The Danish National Gallery, called the State Art Museum, is located directly across from the residence of the kings of Kristiansborg. The museum’s collection once began with a collection of paintings by King Christian IV himself. The idea for the gallery came from the keeper of the House of Art, and the king approved it and generously sponsored it, and the best works of the world’s masters quickly began to fill the museum’s collection. So at the end of the 19th century the museum building was erected, and in its galleries today one can see paintings covering a vast period in the history of painting, from the Renaissance to the present day, in a total of more than 35 thousand exhibits. Permanent exhibitions introduce visitors to the classics of painting, while temporary ones feature modern works by Danish and European artists. The main treasure of the museum is the collection “European Art”, including works from the 14th to 19th centuries.
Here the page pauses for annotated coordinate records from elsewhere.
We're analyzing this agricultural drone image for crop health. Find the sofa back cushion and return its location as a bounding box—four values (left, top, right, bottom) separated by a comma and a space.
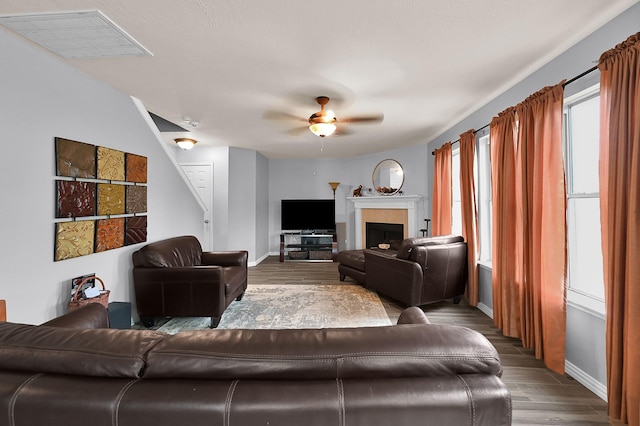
0, 323, 165, 378
144, 324, 502, 380
397, 235, 464, 260
133, 235, 202, 268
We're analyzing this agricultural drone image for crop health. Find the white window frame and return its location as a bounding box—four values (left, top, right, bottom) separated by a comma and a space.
451, 146, 462, 235
564, 84, 605, 318
476, 133, 493, 268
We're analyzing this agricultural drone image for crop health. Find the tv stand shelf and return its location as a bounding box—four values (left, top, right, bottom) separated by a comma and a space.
280, 232, 338, 262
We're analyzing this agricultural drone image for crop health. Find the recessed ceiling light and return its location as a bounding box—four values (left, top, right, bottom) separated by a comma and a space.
0, 10, 153, 59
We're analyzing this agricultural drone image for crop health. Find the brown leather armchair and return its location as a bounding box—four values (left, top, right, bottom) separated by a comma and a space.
364, 235, 467, 306
133, 236, 248, 328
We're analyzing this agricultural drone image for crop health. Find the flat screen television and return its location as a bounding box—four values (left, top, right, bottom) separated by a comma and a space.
280, 200, 336, 232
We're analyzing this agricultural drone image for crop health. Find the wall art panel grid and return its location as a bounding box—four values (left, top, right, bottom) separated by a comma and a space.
54, 137, 147, 261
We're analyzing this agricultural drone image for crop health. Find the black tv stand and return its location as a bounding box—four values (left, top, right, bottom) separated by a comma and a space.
280, 230, 338, 262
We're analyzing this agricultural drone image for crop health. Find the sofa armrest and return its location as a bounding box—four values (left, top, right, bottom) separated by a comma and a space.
202, 250, 249, 268
144, 324, 502, 380
364, 250, 422, 284
42, 303, 109, 329
398, 306, 431, 324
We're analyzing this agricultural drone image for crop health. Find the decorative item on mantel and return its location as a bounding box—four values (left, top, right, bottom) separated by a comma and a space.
329, 182, 340, 199
420, 219, 431, 237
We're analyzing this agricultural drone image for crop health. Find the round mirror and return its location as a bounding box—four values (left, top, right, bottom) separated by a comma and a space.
372, 160, 404, 195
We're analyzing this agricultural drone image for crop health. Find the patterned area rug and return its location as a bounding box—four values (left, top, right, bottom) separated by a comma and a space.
158, 285, 391, 334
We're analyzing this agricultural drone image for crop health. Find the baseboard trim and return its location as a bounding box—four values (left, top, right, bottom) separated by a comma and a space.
476, 302, 493, 319
564, 360, 607, 401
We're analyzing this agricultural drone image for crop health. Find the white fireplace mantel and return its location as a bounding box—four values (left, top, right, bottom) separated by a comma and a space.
347, 195, 422, 249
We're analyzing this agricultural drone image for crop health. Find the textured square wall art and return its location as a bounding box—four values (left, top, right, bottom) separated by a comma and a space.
55, 138, 96, 178
126, 153, 147, 183
54, 220, 95, 261
96, 217, 124, 253
98, 183, 125, 216
98, 146, 125, 182
124, 216, 147, 246
56, 180, 96, 217
126, 185, 147, 214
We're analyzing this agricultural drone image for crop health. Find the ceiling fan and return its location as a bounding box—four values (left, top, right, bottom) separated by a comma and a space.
266, 96, 384, 138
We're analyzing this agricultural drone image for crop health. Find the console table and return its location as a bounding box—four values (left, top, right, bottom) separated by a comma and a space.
280, 232, 338, 262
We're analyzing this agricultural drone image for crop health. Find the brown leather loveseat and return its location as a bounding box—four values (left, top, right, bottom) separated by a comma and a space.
132, 236, 249, 328
336, 235, 468, 306
0, 304, 511, 426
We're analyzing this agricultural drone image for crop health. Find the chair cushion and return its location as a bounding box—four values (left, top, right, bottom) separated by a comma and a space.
132, 236, 202, 268
397, 235, 464, 260
336, 250, 364, 271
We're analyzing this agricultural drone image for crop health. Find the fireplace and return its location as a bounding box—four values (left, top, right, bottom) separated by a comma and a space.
366, 222, 404, 250
347, 195, 422, 249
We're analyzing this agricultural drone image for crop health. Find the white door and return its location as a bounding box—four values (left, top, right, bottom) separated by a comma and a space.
180, 163, 213, 251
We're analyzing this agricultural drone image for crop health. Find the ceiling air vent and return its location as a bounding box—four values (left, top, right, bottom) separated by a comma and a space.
0, 10, 153, 59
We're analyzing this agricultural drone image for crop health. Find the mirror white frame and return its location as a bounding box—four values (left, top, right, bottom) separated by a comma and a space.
371, 159, 404, 195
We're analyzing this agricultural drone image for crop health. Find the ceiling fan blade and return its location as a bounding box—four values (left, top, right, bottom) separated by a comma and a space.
285, 126, 309, 136
338, 114, 384, 124
262, 111, 308, 122
331, 126, 354, 137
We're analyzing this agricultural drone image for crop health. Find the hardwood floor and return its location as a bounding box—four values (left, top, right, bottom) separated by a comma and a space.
249, 256, 623, 426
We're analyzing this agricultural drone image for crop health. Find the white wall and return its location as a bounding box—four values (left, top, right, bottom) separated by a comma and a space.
0, 28, 202, 324
269, 144, 431, 254
176, 146, 269, 265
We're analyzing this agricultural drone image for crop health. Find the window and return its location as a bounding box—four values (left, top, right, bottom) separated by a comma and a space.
476, 135, 493, 265
451, 148, 462, 235
564, 86, 605, 314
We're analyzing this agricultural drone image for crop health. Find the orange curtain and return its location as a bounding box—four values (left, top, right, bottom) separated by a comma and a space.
516, 84, 567, 374
460, 130, 479, 306
598, 33, 640, 426
431, 142, 452, 235
489, 108, 522, 337
490, 84, 567, 373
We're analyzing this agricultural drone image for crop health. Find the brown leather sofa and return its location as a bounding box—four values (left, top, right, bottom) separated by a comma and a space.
132, 236, 248, 328
0, 304, 511, 426
336, 235, 468, 306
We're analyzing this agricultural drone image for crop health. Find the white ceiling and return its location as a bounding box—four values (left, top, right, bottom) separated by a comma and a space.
0, 0, 638, 158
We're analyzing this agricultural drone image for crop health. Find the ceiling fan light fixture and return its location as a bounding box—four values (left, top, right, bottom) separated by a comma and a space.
174, 138, 198, 150
309, 123, 336, 138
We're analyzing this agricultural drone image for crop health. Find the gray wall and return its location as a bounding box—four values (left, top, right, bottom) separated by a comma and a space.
269, 144, 431, 254
176, 146, 270, 265
0, 28, 202, 324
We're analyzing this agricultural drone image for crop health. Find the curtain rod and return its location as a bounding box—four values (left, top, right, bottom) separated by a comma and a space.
431, 65, 598, 155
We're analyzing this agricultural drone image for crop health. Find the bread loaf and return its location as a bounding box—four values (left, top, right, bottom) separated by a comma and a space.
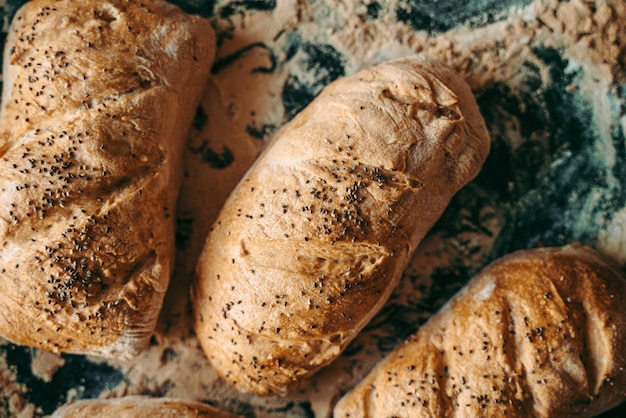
50, 396, 236, 418
192, 57, 489, 394
334, 245, 626, 418
0, 0, 215, 357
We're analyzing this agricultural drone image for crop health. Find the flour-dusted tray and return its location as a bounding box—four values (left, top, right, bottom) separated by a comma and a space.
0, 0, 626, 418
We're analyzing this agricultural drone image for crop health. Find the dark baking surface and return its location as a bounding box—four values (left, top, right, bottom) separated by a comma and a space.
0, 0, 626, 418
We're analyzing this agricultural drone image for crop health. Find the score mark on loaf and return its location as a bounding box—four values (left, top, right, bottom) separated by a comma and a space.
192, 57, 489, 394
334, 245, 626, 418
0, 0, 215, 357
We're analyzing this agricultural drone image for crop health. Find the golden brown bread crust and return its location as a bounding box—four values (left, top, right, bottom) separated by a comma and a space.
0, 0, 215, 356
334, 245, 626, 418
192, 57, 489, 394
50, 396, 237, 418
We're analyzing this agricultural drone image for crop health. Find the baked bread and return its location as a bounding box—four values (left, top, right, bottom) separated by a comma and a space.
0, 0, 215, 357
50, 396, 236, 418
334, 245, 626, 418
192, 57, 489, 395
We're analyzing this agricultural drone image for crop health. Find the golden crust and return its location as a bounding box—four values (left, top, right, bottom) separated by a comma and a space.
334, 245, 626, 418
192, 57, 489, 394
0, 0, 215, 357
50, 396, 237, 418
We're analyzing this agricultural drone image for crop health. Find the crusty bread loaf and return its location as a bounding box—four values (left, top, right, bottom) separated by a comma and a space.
334, 245, 626, 418
0, 0, 215, 357
192, 57, 489, 394
50, 396, 236, 418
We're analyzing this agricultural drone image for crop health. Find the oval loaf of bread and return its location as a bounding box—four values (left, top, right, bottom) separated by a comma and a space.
334, 245, 626, 418
0, 0, 215, 357
192, 57, 489, 394
50, 396, 237, 418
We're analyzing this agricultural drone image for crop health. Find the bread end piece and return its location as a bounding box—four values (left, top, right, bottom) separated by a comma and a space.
192, 57, 489, 395
334, 244, 626, 418
0, 0, 215, 358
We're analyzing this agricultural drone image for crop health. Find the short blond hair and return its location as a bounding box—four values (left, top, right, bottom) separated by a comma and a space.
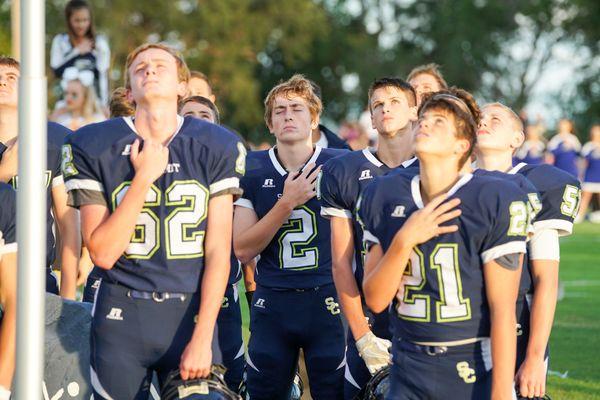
406, 63, 448, 89
265, 74, 323, 127
481, 102, 525, 133
125, 43, 190, 89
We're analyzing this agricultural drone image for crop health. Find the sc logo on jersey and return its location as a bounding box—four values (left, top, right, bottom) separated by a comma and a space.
456, 361, 477, 383
325, 297, 340, 315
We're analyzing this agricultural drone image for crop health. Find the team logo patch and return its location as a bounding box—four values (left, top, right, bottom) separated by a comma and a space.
325, 297, 340, 315
106, 307, 123, 321
254, 299, 266, 308
392, 206, 406, 218
358, 169, 373, 181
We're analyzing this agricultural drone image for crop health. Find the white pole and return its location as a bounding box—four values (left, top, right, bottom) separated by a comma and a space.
15, 0, 47, 400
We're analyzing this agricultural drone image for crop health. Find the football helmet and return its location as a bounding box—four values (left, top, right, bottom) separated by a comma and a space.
160, 365, 242, 400
238, 372, 304, 400
355, 365, 391, 400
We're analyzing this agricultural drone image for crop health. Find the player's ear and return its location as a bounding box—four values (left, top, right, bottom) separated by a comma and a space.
125, 87, 135, 104
177, 81, 188, 100
408, 105, 418, 122
310, 115, 321, 130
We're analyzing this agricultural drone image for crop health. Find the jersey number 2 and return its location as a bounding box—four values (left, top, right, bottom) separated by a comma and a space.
396, 243, 471, 322
112, 180, 208, 259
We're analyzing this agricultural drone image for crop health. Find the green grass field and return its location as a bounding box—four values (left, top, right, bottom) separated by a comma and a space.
548, 223, 600, 400
240, 223, 600, 400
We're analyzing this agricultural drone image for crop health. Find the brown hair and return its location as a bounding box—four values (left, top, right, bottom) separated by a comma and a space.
265, 74, 323, 127
419, 88, 480, 168
369, 77, 417, 111
406, 63, 448, 89
108, 87, 135, 118
177, 96, 221, 125
65, 0, 96, 47
0, 56, 21, 71
125, 43, 190, 89
482, 102, 525, 133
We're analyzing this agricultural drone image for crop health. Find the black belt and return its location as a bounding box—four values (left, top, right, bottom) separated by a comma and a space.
399, 340, 448, 356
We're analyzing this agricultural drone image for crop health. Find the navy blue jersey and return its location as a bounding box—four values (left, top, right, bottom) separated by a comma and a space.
508, 163, 581, 236
473, 169, 542, 294
236, 146, 347, 289
509, 163, 581, 294
0, 183, 17, 260
359, 174, 528, 342
317, 149, 416, 291
63, 117, 246, 293
0, 122, 71, 266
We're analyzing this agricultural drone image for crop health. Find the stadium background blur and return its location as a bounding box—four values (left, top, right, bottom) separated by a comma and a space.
0, 0, 600, 399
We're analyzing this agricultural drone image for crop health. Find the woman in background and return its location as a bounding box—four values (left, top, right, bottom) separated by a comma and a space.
513, 124, 546, 165
577, 124, 600, 221
50, 0, 110, 105
546, 119, 581, 176
50, 68, 106, 131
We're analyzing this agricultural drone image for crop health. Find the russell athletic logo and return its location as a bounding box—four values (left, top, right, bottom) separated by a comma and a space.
106, 307, 123, 321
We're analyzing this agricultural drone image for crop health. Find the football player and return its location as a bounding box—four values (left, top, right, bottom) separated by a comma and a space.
63, 44, 245, 399
0, 57, 81, 300
406, 63, 448, 104
318, 78, 417, 400
234, 75, 346, 400
0, 184, 17, 400
476, 103, 581, 397
179, 96, 245, 390
359, 93, 528, 399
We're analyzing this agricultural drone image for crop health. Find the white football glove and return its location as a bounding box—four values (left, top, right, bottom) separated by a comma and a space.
0, 386, 10, 400
356, 331, 392, 375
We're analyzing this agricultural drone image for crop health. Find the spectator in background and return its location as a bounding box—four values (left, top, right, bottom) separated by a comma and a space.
546, 119, 581, 177
310, 81, 350, 150
340, 121, 369, 150
188, 71, 216, 103
108, 86, 135, 118
406, 63, 448, 107
179, 96, 221, 125
50, 67, 106, 131
50, 0, 110, 105
577, 124, 600, 221
513, 124, 546, 165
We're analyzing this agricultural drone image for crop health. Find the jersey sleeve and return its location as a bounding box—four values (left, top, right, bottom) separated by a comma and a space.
48, 122, 72, 187
356, 178, 381, 248
207, 132, 246, 197
317, 161, 354, 218
480, 182, 529, 264
533, 178, 581, 236
62, 133, 108, 208
0, 184, 17, 260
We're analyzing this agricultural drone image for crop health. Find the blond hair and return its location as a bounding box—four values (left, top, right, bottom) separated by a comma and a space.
125, 43, 190, 89
265, 74, 323, 127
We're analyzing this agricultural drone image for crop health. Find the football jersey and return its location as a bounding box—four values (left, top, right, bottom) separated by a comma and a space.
581, 142, 600, 183
0, 122, 71, 267
317, 149, 417, 291
63, 117, 246, 293
235, 146, 348, 289
508, 163, 581, 292
513, 140, 546, 164
359, 174, 528, 342
473, 168, 542, 294
548, 135, 581, 176
0, 183, 17, 260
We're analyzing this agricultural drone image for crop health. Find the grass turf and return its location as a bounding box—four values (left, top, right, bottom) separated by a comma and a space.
240, 222, 600, 400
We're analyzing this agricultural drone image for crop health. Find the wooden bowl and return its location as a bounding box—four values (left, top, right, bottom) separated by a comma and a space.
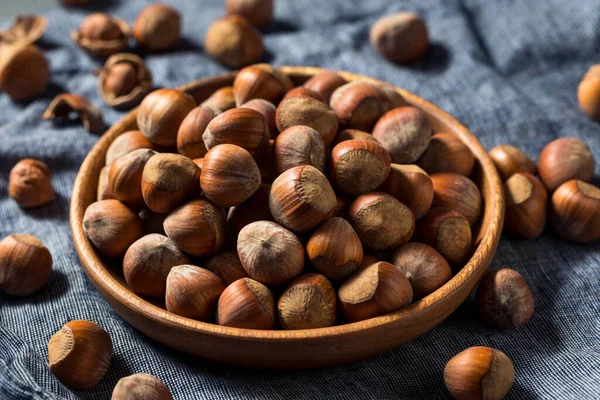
70, 67, 504, 368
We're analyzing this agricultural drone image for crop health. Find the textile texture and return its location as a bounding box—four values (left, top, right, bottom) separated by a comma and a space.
0, 0, 600, 400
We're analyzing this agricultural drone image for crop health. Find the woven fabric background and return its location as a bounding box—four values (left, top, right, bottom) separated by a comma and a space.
0, 0, 600, 400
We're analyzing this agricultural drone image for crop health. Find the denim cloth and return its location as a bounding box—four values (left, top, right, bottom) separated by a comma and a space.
0, 0, 600, 400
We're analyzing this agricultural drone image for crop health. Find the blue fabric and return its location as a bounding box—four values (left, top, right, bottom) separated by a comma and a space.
0, 0, 600, 399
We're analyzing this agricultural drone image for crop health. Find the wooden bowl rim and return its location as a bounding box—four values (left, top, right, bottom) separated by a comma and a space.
70, 66, 504, 342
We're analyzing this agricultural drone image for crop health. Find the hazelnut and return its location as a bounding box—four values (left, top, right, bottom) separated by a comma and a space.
204, 15, 265, 68
0, 234, 52, 296
273, 125, 325, 175
329, 140, 391, 196
137, 89, 196, 146
123, 233, 190, 298
490, 144, 536, 181
431, 173, 481, 225
269, 165, 337, 233
378, 164, 433, 219
164, 199, 227, 256
504, 172, 548, 239
414, 207, 472, 266
8, 158, 55, 208
391, 243, 452, 299
202, 108, 269, 161
329, 81, 392, 131
444, 346, 515, 400
48, 320, 112, 390
348, 192, 415, 251
277, 274, 337, 329
306, 217, 363, 280
111, 373, 173, 400
550, 180, 600, 243
165, 265, 225, 321
338, 261, 413, 322
225, 0, 273, 28
133, 4, 181, 52
143, 150, 200, 214
71, 12, 131, 58
200, 144, 260, 207
369, 12, 429, 64
538, 138, 595, 192
477, 268, 534, 329
373, 107, 431, 164
0, 44, 50, 101
237, 221, 304, 286
217, 278, 275, 329
83, 200, 144, 258
233, 64, 294, 107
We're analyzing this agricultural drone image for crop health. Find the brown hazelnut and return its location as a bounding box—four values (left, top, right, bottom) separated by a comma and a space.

Official website: https://www.sm
The Danish capital is rightly considered a city of museums, and in order to catch the most interesting exhibition sites when traveling around the city, it’s worth building an optimal itinerary in advance. Copenhagen has about 60 museums, but among the first places worth visiting is one of the most important - the National Museum of Denmark, the main cultural and historical museum of the country. Its history began in 1807 when the local authorities decided to form the Royal Commission for the Preservation of Antiquities, and only half a century later the collection was put on public display. The main focus of the museum is the cultural and historical heritage in the field of numismatics, ethnography, archaeology and some natural sciences. Exhibits from different eras, from the Ice Age to the last centuries are presented here. Especially popular are the Renaissance and Middle Ages exhibitions, and several halls are devoted to the Viking Age.
Official website: https://en.natmus
The most comprehensive collection of works by the outstanding sculptor Bertel Thorvaldsen is presented in a museum entirely dedicated to his work. Thorvaldsen lived and worked in the style of classicism in the 18th and 19th centuries, and today the great master rests directly in the museum courtyard. The sculptor lived in Rome for several decades, and in his old age decided to return to his native lands, and shortly before his return he donated all his works to his country. During those years, King Frederick VI himself ordered the allocation of land for the construction of a museum near the royal residence. Today in the exposition can be found drawings, sculptures, graphic works, and personal belongings of the master - the books from his library, a collection of coins, glassware and bronze, all more than 20 thousand exhibits. The lower floor is entirely occupied by plaster and marble sculptures, the floor above - paintings, and in the basement there is an exhibition describing the process of sculpture creation.
Official website: http://www.thorvaldsens
The David Museum is the spirit of the East in the heart of a European city. Before the museum opened in 1945, the collection was owned by entrepreneur Christian Ludvig David, who collected art from the Middle East for many years, and after this wealth passed into state ownership, the collection began to grow rapidly. Today it has thousands of exhibits from Eastern culture as well as some from Western culture. Here one can see skillful dishes made of porcelain, products of the finest silk, luxurious carpets, objects made of silver and much more. Contemplating all this abundance is justified bewilderment - how could such a unique collection come to the businessman? The fact is that David often received Oriental guests, who, knowing about his hobby, considered it their duty to surprise the host with something unusual and original.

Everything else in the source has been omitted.